The answers to RPQs can consist of endpoint pairs, i.e., pairs of nodes x and y that are connected by some path satisfying the regular expression; or it can consist of the list of all paths satisfying the regular expression. However, this set of paths is generally infinite.

To ensure that the number of results is not infinite, the semantics of RPQs is sometimes defined to return only the simple paths, i.e., the paths that do not go twice via the same vertex; or the trails, i.e., the paths that do not go twice through the same edge.

== Complexity ==

The evaluation of regular path queries (RPQ), in the sense of returning all endpoint pairs, can be performed in polynomial time. To do this, for every endpoint pair, we can see the graph database as a finite automaton, also represent the regular path query as a finite automaton, and check if a suitable path exists by checking that the intersection of both languages is nonempty (i.e., solving the emptiness problem), for instance via the product automaton construction.

== Other problems ==

Several classical problems about queries have been studied for regular path queries, such as query containment and query rewriting.

== Extensions ==

Database theory research has investigated more expressive variants of RPQs:

- Two-way RPQs aka 2RPQs, which can also traverse edges in the reverse direction.
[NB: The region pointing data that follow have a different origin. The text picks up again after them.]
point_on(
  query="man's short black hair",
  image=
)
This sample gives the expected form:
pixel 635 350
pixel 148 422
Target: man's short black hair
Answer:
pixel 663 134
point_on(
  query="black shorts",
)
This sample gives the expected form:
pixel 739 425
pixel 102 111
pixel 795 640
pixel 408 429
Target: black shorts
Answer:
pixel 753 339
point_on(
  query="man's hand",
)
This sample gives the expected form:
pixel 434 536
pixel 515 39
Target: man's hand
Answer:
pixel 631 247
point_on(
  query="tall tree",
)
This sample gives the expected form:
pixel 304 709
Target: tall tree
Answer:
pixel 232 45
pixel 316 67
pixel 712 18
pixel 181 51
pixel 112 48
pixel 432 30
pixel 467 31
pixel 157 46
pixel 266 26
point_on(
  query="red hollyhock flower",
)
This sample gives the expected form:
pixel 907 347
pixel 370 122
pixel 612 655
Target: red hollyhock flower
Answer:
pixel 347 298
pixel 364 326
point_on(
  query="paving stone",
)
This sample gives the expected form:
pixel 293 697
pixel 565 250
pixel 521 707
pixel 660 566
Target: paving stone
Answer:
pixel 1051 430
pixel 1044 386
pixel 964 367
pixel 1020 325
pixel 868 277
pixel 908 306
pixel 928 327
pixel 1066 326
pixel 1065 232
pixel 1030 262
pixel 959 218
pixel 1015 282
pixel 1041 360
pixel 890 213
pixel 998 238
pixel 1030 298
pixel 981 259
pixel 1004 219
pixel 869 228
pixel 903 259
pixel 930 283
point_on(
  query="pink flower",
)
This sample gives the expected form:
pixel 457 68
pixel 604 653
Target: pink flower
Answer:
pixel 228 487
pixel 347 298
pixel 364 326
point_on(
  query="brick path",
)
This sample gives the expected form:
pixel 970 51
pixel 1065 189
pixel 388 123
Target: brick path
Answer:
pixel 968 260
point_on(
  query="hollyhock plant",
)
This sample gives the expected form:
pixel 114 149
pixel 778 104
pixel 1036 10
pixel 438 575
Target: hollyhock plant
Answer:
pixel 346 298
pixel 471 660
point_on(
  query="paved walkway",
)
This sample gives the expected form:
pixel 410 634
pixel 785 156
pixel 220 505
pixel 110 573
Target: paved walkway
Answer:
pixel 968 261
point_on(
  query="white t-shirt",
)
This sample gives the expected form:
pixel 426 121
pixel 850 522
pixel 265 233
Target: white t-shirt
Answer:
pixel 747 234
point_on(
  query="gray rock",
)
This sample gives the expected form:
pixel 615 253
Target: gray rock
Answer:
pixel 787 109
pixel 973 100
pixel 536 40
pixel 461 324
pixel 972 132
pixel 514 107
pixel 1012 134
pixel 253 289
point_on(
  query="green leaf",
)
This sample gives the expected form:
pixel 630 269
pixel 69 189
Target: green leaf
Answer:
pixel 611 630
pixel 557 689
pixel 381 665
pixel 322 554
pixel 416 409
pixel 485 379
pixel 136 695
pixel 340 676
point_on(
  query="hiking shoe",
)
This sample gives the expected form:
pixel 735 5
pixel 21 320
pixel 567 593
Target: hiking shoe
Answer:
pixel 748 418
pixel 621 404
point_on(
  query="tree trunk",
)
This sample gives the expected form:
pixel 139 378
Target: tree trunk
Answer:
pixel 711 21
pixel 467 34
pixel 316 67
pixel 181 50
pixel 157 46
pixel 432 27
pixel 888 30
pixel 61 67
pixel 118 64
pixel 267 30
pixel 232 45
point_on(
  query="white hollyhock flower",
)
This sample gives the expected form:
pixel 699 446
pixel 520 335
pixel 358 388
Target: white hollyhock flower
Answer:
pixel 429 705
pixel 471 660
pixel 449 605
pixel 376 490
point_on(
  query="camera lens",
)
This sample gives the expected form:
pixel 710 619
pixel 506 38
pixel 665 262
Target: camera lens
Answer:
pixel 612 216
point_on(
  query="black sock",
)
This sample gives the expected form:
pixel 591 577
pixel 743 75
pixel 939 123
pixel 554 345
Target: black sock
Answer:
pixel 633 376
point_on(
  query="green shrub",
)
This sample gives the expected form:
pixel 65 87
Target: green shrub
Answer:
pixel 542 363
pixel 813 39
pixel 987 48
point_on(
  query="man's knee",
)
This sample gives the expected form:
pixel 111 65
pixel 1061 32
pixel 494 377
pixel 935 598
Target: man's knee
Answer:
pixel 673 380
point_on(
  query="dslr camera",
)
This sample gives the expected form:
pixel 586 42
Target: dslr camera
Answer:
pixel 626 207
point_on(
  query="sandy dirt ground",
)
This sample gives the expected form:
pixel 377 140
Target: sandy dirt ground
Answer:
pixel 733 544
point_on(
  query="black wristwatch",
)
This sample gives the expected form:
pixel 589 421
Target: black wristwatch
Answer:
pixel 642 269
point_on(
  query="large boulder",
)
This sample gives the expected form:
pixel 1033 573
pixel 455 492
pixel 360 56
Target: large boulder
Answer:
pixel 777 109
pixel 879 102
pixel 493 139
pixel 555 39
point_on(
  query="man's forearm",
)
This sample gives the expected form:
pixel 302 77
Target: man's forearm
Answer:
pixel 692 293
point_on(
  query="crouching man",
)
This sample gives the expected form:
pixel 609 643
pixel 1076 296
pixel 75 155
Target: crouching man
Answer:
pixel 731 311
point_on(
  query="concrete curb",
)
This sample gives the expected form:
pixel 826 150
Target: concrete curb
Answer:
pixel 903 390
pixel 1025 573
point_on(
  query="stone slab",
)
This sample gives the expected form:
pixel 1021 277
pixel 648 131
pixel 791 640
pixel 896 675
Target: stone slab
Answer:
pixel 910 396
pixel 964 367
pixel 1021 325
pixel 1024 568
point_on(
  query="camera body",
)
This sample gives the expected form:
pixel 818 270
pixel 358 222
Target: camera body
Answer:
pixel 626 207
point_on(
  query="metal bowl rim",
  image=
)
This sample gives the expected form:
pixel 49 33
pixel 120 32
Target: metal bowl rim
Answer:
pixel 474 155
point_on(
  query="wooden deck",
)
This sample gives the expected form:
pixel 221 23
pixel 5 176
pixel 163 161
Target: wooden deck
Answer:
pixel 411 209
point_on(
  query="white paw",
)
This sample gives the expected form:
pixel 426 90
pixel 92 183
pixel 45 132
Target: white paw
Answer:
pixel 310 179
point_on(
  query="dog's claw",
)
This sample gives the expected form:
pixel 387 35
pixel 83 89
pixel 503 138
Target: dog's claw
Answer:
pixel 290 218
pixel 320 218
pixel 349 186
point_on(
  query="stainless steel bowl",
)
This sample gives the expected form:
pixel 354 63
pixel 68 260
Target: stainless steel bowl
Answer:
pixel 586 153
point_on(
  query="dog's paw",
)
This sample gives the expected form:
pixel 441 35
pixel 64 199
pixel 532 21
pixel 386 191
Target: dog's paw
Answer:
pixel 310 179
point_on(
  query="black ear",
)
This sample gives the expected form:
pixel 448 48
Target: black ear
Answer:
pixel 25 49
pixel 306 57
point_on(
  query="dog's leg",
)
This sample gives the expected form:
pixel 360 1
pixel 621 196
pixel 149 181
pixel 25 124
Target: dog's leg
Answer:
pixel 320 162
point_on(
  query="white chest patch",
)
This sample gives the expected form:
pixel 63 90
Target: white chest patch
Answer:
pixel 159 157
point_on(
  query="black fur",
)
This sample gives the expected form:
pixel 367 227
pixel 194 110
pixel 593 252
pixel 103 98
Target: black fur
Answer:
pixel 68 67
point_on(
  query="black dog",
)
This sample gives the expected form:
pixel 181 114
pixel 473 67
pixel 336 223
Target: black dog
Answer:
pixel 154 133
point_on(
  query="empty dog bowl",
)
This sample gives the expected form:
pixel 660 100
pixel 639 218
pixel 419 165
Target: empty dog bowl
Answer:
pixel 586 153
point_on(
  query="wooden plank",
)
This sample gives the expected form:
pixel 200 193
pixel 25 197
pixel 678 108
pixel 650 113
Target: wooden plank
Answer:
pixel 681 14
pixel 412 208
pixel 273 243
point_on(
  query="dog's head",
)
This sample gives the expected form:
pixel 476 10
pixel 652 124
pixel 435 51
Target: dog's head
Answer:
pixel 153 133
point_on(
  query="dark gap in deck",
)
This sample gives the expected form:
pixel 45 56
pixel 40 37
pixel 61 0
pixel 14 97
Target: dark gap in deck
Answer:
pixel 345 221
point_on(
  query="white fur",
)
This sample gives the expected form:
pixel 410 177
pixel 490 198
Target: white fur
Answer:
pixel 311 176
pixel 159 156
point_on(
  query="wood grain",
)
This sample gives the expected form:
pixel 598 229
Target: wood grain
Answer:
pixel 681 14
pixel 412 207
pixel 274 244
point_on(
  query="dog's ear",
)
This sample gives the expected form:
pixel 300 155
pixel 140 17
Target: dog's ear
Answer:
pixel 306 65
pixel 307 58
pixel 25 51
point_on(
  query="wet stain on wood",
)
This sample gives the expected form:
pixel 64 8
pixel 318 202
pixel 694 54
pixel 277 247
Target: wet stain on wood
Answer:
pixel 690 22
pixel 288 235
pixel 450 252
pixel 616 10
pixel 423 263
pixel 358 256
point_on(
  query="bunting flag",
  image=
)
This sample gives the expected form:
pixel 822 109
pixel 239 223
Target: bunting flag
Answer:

More precisely, a 2RPQ is a regular expression that uses the labels of the graph together with labels corresponding to reverse edges. For instance, the RPQ $\text{parent}^- \text{parent}$ selects pairs of nodes x and y with a path from x to y going first backward on a parent edge, then forward on a parent edge, i.e., x and y are siblings.
- Conjunctive regular path queries aka CRPQ, which are conjunctive queries whose atoms are RPQs. Such queries make it possible to test for more complex patterns than just paths, however they are intractable to evaluate.
- A further extension allowing both disjunctions (like union of conjunctive queries) and two-way expressions are UC2RPQs.